Operas and stage productions in general are notoriously difficult to capture in screen, but I think this is quite successful. One is almost always aware of the stage, the stage-y effects and the audience, but it's shot with enough variety to avoid looking static. Yes, it makes me wish I'd actually been in the audience, but you can't fault it for making the real thing look so appealing. The performances are all wonderful, especially Richard Harris; he actually wasn't bad in the 1967 film, but he couldn't rescue that disaster.
This reminds me of my disappointment a few weeks back at finally getting around to seeing Bergman's 1975 filmed version of The Magic Flute. That production blends elements of a live stage version with beyond-the-stage scenes designed more for the camera. I probably need to see it again to articulate more clearly why it doesn't work for me - I do remember a lot of painfully close close-ups, a problem that also crops up in that '67 Camelot. In general, it's just too affected for my tastes, more hallucinogenic than magical.

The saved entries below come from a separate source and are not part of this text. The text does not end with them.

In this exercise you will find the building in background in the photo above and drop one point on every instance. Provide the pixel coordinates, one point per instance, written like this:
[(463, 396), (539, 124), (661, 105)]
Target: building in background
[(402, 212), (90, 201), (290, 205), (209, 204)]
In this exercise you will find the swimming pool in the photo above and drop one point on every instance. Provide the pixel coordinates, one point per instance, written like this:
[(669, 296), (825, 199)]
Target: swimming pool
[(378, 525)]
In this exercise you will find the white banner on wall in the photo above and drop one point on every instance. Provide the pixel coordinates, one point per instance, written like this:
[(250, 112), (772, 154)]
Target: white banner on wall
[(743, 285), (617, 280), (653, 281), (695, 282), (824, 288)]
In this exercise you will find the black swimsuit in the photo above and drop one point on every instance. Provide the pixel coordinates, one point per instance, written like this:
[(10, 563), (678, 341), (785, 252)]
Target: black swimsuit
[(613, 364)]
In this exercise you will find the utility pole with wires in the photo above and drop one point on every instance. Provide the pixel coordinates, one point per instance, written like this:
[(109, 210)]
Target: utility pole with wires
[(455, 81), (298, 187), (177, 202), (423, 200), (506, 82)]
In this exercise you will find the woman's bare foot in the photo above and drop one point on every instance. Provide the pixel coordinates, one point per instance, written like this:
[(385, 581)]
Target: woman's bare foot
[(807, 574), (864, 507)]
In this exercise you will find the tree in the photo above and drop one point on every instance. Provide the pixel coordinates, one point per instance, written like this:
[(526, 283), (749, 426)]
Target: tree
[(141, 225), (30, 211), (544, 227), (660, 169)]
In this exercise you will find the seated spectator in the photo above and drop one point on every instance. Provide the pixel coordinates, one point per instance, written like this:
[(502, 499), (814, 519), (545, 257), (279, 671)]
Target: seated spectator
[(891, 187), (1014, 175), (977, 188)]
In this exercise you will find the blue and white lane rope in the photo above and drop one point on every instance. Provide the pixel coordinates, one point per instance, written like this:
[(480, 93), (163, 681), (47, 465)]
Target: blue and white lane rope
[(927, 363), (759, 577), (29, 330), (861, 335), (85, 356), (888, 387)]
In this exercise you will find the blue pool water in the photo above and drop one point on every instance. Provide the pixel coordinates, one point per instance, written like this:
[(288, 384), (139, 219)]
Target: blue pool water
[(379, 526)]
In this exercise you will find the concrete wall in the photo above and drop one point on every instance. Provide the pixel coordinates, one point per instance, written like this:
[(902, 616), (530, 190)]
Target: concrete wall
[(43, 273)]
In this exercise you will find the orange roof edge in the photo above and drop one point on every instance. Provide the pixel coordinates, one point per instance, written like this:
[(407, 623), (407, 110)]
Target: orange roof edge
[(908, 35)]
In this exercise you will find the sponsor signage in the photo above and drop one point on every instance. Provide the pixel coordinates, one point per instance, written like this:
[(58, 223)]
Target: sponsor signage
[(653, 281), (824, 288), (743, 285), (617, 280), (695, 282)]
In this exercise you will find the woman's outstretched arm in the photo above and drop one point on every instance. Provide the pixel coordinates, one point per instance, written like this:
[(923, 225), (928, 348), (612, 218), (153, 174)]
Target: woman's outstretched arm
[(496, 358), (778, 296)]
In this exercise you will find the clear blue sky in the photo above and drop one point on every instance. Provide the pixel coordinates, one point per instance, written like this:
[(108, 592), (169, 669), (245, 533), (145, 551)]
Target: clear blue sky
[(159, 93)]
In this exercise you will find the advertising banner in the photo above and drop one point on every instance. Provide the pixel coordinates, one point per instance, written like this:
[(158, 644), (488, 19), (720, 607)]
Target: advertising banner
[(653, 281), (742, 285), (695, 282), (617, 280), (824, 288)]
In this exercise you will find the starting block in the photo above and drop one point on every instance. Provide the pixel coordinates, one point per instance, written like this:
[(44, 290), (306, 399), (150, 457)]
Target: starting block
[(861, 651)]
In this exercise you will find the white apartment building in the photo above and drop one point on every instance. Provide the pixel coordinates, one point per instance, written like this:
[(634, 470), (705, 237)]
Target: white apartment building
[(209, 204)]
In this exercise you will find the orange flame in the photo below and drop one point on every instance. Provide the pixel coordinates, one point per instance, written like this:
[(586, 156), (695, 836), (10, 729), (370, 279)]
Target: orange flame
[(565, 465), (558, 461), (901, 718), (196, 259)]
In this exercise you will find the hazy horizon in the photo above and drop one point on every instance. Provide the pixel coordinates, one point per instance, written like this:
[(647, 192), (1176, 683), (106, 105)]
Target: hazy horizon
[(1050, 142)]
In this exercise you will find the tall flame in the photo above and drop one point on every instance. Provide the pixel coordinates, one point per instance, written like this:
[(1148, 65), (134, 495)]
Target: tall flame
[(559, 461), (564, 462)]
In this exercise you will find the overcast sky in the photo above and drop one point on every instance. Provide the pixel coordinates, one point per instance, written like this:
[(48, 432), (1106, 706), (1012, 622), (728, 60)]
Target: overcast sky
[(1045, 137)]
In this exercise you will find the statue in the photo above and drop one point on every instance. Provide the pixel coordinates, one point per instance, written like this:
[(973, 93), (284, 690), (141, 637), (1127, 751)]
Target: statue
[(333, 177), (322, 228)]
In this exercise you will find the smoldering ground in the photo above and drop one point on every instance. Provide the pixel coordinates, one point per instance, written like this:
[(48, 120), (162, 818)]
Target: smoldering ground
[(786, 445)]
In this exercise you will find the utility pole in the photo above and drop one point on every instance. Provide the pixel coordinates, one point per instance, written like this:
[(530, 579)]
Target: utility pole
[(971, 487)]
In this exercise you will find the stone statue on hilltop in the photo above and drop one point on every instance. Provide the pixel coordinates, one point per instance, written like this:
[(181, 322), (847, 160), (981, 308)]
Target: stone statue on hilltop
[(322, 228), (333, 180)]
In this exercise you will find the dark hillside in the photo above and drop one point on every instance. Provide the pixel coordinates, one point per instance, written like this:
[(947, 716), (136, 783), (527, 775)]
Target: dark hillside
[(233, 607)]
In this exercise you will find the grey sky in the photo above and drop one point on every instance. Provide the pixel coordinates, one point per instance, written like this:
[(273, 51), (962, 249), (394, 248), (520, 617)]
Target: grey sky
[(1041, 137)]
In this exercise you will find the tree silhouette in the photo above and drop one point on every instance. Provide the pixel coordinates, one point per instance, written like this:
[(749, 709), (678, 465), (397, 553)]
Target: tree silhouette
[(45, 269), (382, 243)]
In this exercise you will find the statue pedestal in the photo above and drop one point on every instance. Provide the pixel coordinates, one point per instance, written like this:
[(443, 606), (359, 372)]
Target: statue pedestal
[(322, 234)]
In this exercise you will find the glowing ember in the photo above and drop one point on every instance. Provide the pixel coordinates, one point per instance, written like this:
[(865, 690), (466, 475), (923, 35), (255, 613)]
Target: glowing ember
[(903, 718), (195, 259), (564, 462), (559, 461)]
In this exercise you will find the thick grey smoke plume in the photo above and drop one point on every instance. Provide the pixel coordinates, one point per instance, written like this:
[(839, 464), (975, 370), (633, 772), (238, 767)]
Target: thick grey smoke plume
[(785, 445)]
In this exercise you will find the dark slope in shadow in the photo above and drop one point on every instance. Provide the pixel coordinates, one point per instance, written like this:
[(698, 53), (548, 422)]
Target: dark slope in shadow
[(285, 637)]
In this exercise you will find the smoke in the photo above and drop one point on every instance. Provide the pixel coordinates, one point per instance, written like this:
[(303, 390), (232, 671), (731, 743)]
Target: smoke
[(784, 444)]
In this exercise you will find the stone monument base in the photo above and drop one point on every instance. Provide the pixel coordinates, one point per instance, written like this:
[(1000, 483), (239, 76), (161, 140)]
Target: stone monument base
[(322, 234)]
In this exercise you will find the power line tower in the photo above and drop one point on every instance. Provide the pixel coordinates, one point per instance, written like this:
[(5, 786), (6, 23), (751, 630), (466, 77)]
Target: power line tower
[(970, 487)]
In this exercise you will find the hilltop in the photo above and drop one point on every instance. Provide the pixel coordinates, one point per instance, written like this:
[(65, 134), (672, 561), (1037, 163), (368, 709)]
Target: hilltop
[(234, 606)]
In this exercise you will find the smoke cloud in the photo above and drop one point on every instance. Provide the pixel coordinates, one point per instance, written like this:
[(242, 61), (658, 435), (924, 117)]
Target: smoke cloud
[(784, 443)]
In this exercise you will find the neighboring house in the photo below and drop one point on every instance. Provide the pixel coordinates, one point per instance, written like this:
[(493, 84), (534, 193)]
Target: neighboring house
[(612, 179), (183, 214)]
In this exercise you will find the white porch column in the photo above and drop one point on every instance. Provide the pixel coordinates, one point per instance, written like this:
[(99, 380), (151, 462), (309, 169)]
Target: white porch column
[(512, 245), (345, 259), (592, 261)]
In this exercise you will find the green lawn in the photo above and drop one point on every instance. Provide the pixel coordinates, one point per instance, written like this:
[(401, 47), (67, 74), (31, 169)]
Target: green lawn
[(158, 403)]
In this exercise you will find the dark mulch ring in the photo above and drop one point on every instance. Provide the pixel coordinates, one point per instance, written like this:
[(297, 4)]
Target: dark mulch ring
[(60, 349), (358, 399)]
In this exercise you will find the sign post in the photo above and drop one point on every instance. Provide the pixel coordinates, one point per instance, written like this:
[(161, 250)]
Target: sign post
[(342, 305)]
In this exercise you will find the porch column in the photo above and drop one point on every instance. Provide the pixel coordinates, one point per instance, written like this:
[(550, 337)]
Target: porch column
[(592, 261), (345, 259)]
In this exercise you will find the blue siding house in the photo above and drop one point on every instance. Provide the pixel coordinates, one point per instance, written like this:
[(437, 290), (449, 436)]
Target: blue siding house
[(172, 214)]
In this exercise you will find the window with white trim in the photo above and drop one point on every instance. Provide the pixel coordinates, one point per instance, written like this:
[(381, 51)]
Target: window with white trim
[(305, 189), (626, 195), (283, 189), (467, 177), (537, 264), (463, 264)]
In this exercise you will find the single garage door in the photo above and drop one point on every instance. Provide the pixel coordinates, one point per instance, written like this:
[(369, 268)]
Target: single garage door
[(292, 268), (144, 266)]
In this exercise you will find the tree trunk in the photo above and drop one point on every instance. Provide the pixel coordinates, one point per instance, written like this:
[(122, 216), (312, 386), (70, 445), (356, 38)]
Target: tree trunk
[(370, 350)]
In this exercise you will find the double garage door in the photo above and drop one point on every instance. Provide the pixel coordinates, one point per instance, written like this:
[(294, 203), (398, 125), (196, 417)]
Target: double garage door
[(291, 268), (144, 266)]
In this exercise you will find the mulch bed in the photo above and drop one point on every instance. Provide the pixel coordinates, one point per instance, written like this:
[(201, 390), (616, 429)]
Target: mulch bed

My favorite operas-on-video would be the Baz Luhrman La Bohème, and, in a quirkier choice, the Peter Sellars The Marriage of Figaro. The audio quality of the latter leaves something to be desired, and the video production has a kind of cheap look, but I think the Trump Towers thing really works. I find the characters believable and I'm always more drawn into the story than any other version I've seen. I'm no big advocate of avant-garde stagings (although this one really isn't all that 'out there'), but I think this version probably communicates something of the edginess that 18th century audiences might have felt.
This is an interesting subject I'd like to return to some time.